Amy-Jill Levine, a Jew, recounts a formative childhood experience: at age seven, a Catholic classmate told her, “You killed our Lord. My priest said so.” Levine went home in tears, crying, “I killed God!” Her mother reassured her that God was “doing just fine,” but the incident left a permanent mark.
This story is often told biographically. I suggest reading it instead as a theological stress test:
What Christian theology, if taught responsibly and age-appropriately, would have made that accusation impossible—not merely unkind, but unintelligible?
The key phrase here is age-appropriately. A doctrine that may require nuance even for adults can become actively harmful when translated—without care—into a child’s moral universe.
1. Atonement theology that cannot be reduced to blame language
If the cross is taught to children in terms of who killed Jesus, rather than why Jesus died, the result is almost guaranteed distortion.
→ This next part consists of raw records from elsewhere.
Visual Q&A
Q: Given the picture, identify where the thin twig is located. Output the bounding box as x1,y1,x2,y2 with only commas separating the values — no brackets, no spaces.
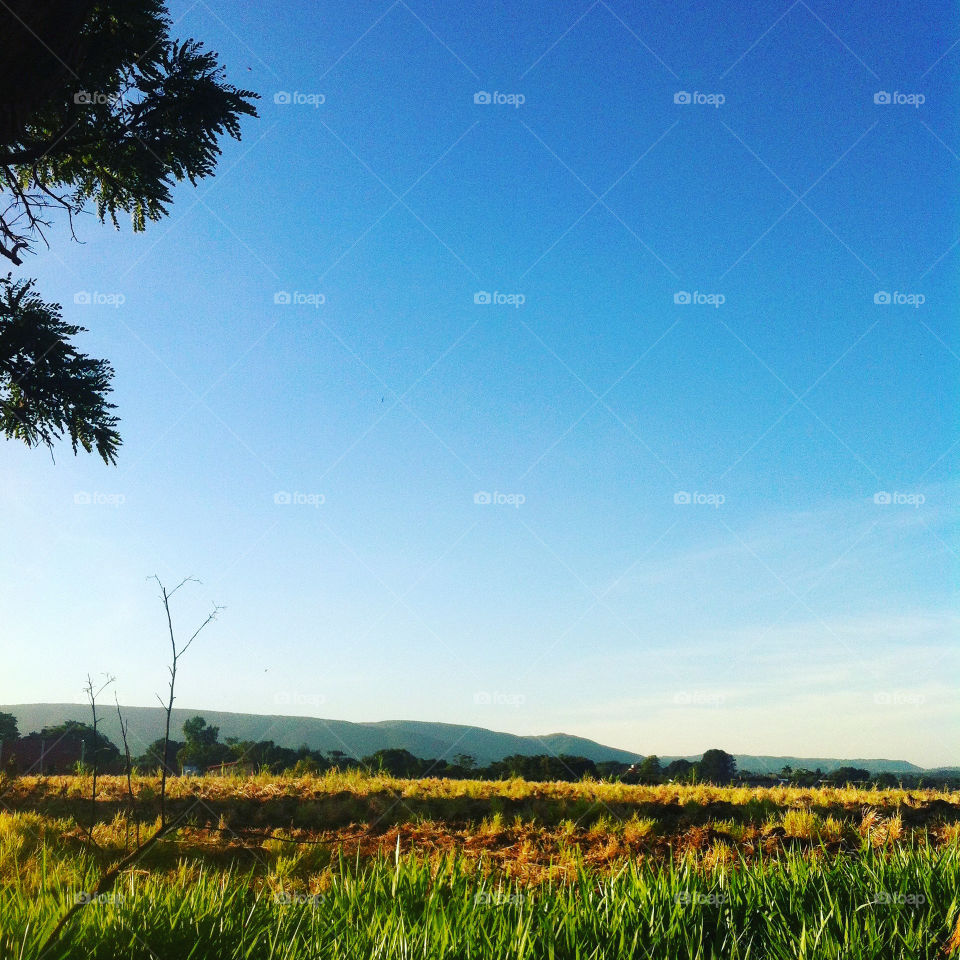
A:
115,695,138,850
37,800,201,956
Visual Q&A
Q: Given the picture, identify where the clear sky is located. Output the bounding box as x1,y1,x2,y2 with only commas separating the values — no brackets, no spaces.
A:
1,0,957,766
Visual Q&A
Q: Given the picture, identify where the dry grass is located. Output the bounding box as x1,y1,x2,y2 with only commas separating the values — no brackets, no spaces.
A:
1,772,958,888
3,776,960,960
5,770,958,810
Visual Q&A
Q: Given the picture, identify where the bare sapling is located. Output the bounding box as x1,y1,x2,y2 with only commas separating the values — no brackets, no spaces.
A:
152,575,223,828
83,672,115,847
37,576,222,957
114,694,138,849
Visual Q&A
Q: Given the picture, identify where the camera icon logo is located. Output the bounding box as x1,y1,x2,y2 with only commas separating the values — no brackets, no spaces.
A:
673,491,691,504
873,491,891,505
274,491,292,505
473,91,491,104
673,291,691,305
73,492,92,505
474,491,492,504
873,91,891,104
74,291,91,305
274,291,291,305
474,291,491,305
473,691,491,704
674,91,691,104
873,291,890,305
274,91,291,105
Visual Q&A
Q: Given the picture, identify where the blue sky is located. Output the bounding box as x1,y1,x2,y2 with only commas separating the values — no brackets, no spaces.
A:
1,0,958,765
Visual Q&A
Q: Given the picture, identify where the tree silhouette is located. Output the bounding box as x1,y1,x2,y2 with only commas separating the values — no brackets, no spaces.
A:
699,748,737,784
0,0,257,460
0,276,120,462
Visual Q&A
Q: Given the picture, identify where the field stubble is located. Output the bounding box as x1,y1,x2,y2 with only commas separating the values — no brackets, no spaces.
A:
2,772,959,958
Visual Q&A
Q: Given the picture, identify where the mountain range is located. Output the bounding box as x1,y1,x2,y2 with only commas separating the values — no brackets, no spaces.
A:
0,703,939,775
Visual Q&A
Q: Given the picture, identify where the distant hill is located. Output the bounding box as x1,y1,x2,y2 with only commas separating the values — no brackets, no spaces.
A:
0,704,641,766
0,704,932,774
661,754,924,776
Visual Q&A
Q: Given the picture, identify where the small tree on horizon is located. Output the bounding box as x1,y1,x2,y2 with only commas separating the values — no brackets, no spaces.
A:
828,765,871,784
0,711,18,771
0,711,17,745
638,755,662,782
178,716,229,771
699,748,737,785
663,758,693,782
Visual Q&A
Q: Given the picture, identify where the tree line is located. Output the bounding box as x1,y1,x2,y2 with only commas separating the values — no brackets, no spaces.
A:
2,712,954,788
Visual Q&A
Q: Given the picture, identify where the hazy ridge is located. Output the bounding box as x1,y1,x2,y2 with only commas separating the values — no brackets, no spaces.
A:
1,704,934,774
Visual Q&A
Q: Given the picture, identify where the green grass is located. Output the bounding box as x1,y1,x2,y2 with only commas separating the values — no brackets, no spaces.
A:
2,776,959,958
3,842,959,959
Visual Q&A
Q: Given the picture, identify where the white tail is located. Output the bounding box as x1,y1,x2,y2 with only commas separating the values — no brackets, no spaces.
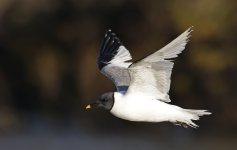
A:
175,109,211,128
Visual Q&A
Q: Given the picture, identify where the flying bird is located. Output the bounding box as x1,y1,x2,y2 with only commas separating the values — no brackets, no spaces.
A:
86,27,211,128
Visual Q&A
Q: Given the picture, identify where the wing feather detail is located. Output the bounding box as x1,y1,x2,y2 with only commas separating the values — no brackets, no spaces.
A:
126,27,192,102
97,30,132,92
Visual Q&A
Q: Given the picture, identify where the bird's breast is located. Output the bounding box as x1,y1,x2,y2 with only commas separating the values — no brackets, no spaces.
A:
110,93,173,122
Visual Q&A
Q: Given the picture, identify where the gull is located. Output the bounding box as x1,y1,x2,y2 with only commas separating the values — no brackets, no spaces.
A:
86,27,211,128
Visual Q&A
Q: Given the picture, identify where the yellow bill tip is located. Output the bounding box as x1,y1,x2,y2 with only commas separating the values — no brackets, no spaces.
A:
85,104,91,110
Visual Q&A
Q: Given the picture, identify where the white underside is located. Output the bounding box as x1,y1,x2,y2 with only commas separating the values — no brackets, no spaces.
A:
111,92,180,122
110,92,211,127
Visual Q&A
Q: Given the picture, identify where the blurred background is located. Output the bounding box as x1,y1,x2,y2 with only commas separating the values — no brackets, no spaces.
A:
0,0,236,149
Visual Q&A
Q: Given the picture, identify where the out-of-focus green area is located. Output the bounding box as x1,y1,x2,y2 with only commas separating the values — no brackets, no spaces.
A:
0,0,237,149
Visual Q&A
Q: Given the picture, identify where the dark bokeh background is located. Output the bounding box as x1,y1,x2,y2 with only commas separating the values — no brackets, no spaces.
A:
0,0,236,149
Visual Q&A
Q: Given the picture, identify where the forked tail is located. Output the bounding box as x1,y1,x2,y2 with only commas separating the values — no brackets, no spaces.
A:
175,109,211,128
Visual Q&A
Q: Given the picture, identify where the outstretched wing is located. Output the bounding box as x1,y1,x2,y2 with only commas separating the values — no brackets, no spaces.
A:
126,27,193,102
97,30,132,92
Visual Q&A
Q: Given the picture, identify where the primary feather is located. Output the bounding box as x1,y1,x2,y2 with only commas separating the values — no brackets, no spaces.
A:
144,27,193,62
97,30,132,92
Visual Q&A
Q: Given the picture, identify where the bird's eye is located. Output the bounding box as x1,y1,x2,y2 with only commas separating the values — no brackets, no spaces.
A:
102,99,107,102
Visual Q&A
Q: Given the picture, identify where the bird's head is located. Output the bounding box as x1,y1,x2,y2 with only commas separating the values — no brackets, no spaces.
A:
86,92,114,110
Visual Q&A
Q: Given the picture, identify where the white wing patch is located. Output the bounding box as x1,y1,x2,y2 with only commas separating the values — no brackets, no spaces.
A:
109,46,132,68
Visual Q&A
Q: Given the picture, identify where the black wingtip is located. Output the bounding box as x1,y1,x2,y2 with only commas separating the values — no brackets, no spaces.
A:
105,29,112,37
97,29,123,70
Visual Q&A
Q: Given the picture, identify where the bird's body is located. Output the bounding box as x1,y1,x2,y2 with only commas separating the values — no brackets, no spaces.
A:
86,27,211,128
111,92,208,128
111,92,178,122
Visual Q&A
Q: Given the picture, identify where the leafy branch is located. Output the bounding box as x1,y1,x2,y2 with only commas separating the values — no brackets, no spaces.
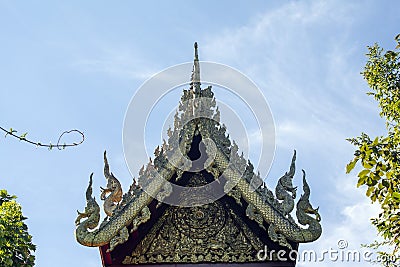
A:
0,126,84,150
0,189,36,267
347,34,400,266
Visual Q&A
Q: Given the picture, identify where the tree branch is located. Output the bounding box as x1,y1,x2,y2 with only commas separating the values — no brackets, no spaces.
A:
0,126,84,150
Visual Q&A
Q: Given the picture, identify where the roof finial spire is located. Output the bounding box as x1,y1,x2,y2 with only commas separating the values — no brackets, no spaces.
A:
191,42,201,95
194,42,199,60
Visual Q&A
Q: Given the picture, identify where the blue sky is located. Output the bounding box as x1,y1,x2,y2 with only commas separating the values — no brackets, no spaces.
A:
1,1,399,266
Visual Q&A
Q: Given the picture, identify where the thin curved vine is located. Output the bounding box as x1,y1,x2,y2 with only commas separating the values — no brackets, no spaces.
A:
0,126,84,150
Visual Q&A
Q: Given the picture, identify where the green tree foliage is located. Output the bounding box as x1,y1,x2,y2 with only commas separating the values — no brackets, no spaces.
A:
347,35,400,266
0,189,36,267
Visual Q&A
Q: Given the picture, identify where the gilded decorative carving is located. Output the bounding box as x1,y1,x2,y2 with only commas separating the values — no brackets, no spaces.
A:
108,226,129,252
123,196,264,264
156,182,172,208
131,206,151,232
226,185,242,205
246,203,265,230
267,223,292,249
173,202,226,239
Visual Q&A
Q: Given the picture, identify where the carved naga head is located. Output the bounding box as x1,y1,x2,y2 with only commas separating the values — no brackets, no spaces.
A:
298,170,321,222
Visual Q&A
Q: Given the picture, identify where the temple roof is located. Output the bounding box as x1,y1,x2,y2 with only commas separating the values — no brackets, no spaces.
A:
75,43,322,265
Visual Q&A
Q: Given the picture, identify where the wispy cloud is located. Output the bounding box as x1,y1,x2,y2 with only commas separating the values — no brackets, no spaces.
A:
202,0,375,154
201,1,385,263
73,46,158,80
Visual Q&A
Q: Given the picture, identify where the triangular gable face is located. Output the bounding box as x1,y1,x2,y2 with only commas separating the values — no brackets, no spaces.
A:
124,172,270,264
126,202,262,264
75,43,322,266
104,170,297,266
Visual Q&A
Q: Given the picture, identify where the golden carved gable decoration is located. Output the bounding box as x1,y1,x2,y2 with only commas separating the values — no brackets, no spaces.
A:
124,191,265,264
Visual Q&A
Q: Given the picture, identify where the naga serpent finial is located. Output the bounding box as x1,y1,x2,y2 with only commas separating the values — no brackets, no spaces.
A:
100,151,123,217
75,173,100,230
297,170,321,226
275,150,297,216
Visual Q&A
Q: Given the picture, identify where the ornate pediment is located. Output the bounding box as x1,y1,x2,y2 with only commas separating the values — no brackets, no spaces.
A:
123,174,266,264
74,43,322,266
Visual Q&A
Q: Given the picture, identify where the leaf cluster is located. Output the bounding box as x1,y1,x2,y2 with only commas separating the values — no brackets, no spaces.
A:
346,35,400,266
0,190,35,267
364,35,400,126
347,35,400,264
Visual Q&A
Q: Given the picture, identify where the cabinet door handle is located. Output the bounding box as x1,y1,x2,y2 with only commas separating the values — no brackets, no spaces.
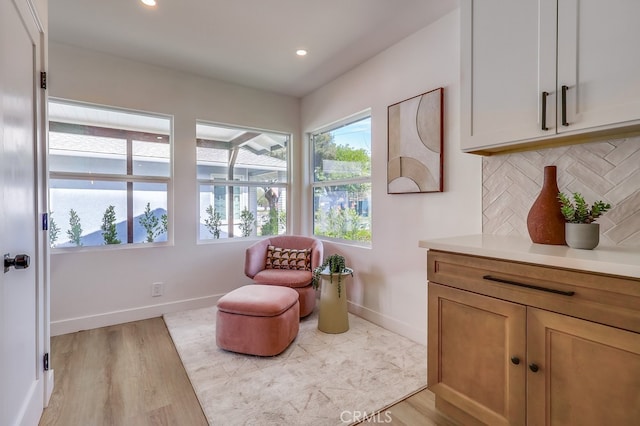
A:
561,85,569,126
529,363,540,373
482,275,575,296
541,91,550,131
511,356,521,365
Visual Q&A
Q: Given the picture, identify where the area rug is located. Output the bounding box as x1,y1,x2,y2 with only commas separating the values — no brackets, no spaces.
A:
164,306,427,426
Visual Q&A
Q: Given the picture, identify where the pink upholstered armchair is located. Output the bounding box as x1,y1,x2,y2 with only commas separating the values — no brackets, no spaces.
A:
244,235,323,317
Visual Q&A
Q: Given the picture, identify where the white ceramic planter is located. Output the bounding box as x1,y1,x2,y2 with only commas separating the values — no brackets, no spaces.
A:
565,223,600,250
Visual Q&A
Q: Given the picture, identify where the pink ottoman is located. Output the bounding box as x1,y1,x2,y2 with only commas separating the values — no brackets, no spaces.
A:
216,285,300,356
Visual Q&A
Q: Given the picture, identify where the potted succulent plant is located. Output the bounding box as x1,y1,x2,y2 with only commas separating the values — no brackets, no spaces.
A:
312,253,353,334
311,253,353,298
557,192,611,249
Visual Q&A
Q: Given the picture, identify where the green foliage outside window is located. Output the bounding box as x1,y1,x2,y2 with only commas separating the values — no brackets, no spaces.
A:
49,213,60,248
314,206,371,242
313,134,371,182
257,209,287,236
258,186,282,236
139,202,168,242
204,205,222,239
239,208,255,237
101,205,121,245
67,209,83,246
260,208,279,236
313,132,337,181
312,116,371,243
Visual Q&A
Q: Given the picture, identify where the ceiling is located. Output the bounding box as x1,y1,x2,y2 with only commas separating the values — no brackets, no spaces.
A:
49,0,458,98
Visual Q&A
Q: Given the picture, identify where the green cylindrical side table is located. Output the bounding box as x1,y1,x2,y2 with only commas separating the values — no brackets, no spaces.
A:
318,272,351,334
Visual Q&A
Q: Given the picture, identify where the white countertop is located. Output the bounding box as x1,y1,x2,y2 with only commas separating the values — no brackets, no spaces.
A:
419,234,640,279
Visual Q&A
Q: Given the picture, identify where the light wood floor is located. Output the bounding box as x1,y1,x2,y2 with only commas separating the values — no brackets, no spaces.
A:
40,317,458,426
39,317,207,426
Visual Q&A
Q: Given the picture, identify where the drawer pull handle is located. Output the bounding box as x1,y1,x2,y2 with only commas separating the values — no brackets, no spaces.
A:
529,363,540,373
511,356,520,365
482,275,575,296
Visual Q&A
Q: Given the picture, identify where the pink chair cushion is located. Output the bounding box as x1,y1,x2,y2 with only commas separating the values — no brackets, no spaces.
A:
217,285,298,317
252,269,313,288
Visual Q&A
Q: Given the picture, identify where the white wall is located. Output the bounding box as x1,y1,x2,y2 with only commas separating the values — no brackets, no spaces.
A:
301,10,482,343
49,10,483,343
48,42,300,335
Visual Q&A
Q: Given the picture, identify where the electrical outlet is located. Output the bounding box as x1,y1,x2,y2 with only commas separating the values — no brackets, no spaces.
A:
151,282,164,297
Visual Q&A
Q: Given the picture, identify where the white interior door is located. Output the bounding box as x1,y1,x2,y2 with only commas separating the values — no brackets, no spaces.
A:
1,0,46,425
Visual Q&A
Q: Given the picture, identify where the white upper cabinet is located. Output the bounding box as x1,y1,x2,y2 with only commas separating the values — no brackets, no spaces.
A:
461,0,640,153
557,0,640,134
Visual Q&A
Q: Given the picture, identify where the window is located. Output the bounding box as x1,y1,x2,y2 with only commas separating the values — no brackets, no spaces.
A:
48,99,171,248
196,121,289,240
311,113,371,244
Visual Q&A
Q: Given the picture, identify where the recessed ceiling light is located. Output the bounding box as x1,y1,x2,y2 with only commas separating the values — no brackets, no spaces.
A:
296,49,308,57
141,0,157,6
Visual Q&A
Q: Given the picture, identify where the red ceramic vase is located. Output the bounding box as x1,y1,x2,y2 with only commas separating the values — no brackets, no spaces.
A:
526,166,566,245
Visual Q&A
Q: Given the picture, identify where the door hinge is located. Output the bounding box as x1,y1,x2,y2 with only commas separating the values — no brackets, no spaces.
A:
43,353,49,371
40,72,47,90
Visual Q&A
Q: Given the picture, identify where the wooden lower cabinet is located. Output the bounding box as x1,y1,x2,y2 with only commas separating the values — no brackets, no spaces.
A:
428,283,526,425
428,278,640,426
527,308,640,425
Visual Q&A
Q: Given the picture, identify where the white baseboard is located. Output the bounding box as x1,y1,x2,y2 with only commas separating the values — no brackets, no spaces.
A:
17,379,42,426
50,295,222,336
347,301,426,345
44,370,54,408
50,295,427,344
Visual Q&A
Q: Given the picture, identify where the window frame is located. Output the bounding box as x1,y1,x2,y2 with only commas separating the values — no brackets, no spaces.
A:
310,110,372,245
48,98,173,250
196,120,291,242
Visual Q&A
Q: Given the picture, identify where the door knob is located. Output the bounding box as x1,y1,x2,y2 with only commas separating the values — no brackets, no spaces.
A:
510,356,520,365
529,363,540,373
4,253,30,273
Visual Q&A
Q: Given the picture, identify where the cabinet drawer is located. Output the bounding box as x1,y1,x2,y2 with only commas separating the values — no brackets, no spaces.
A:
427,250,640,333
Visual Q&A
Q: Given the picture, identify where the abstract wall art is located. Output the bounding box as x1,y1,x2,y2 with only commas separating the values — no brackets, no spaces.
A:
387,87,443,194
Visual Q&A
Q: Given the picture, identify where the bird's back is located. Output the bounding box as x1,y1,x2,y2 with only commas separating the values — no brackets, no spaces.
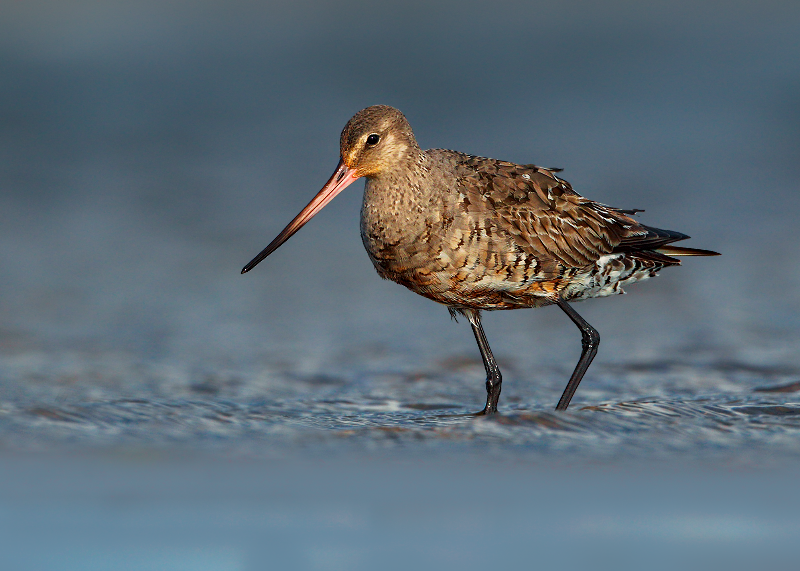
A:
360,148,714,311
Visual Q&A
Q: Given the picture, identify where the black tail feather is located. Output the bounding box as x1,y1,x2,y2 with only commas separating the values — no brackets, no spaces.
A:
613,225,690,253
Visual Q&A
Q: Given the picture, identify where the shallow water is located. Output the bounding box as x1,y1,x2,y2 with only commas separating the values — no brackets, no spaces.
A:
2,348,800,463
1,1,800,568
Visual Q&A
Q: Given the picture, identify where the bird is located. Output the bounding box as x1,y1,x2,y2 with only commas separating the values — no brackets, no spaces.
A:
242,105,719,414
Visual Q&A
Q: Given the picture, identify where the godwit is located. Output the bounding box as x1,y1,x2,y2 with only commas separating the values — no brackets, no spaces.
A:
242,105,719,413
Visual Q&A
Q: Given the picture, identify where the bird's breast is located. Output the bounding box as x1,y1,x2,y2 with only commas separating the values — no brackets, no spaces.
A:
360,197,432,275
360,175,441,267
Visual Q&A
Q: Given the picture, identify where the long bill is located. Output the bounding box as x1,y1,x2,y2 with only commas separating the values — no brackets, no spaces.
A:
241,159,361,274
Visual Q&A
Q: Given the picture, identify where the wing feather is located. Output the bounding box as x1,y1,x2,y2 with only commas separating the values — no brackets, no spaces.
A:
457,155,649,271
447,153,717,285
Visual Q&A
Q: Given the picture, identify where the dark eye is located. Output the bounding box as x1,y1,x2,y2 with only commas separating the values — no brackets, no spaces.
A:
366,133,380,146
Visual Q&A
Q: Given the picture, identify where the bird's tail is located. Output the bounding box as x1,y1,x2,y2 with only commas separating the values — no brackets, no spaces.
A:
655,245,720,257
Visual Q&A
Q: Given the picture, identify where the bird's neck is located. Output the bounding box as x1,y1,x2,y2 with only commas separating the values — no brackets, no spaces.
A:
360,149,436,263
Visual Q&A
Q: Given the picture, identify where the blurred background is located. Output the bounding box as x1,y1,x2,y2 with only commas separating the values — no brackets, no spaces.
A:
0,0,799,569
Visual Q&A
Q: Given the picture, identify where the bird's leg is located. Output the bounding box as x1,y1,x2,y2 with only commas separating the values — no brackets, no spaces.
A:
465,309,503,414
555,300,600,411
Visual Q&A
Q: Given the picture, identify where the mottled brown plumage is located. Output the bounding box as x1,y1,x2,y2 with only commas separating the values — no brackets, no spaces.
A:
243,105,719,413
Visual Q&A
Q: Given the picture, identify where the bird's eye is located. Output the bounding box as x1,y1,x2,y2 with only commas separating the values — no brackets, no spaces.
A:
366,134,380,146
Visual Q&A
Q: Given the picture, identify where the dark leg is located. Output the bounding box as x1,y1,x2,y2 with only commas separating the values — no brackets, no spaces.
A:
555,300,600,411
465,309,502,414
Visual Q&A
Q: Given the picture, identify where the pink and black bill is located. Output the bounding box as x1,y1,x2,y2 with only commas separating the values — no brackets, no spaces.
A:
241,159,361,274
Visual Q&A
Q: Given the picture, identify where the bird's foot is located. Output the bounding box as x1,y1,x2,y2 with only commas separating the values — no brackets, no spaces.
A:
474,403,499,416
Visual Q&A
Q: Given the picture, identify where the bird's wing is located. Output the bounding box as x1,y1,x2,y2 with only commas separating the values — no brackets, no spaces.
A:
456,155,667,270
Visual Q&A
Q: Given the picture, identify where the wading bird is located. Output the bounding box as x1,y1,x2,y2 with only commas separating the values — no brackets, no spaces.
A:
242,106,718,413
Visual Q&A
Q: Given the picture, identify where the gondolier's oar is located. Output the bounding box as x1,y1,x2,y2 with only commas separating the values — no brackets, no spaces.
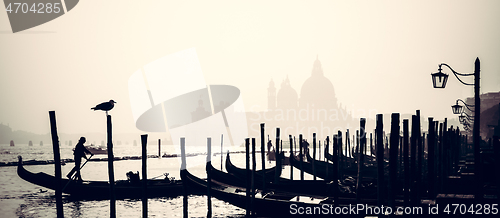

Atonement language that is not carefully framed for children will default to moral blame, and moral blame looks for culprits. Properly taught, the cross is about sin and redemption—not ethnic or collective guilt. If a doctrine cannot be rendered without scapegoating when simplified, something is already wrong.
2. A doctrine of sin that is universal and teachable to children
Christian theology insists that sin is universal. But children reason concretely, not abstractly. If “everyone sins” is taught alongside stories naming specific groups as Jesus’ opponents, children will naturally infer that those people are the sinners. Age-appropriate theology must actively block this inference by teaching that sin is a shared human condition, not a group trait.
3. Teaching Jesus’ Jewishness as a first-order fact
Children should learn early that Jesus, his family, and his first followers were Jewish—and that this matters. If Judaism is implicitly presented as the “bad before” and Christianity as the “good after,” the charge Levine heard is not an aberration; it is the logical outcome. This is not advanced interfaith theory. It is basic theological hygiene.
4. Scripture taught as contextual witness, not courtroom evidence
Children are especially vulnerable to absolutized claims. Teaching the Gospels without context—especially polemical passages—invites them to read Scripture as accusation rather than proclamation. Historical context is not an adult luxury; it is a child-protection measure.
5. Ecclesial authority taught with accountability
The phrase “my priest said so” did the damage. A healthy ecclesiology teaches children that religious authority is real—but not infallible, and always accountable to love of neighbor. If children are taught that authority overrides conscience and compassion, theology becomes a weapon.
Levine’s story raises a sharp question for churches:
Is our theology robust enough to survive being taught to children without producing fear, scapegoating, or false guilt?
Questions
- Which Christian doctrines most urgently require age-appropriate framing—and why?
- Is antisemitic catechesis mainly a failure of interpretation, or a failure to consider how theology lands on children?
- Should “the child in the room” function as a theological test, not just a pastoral concern?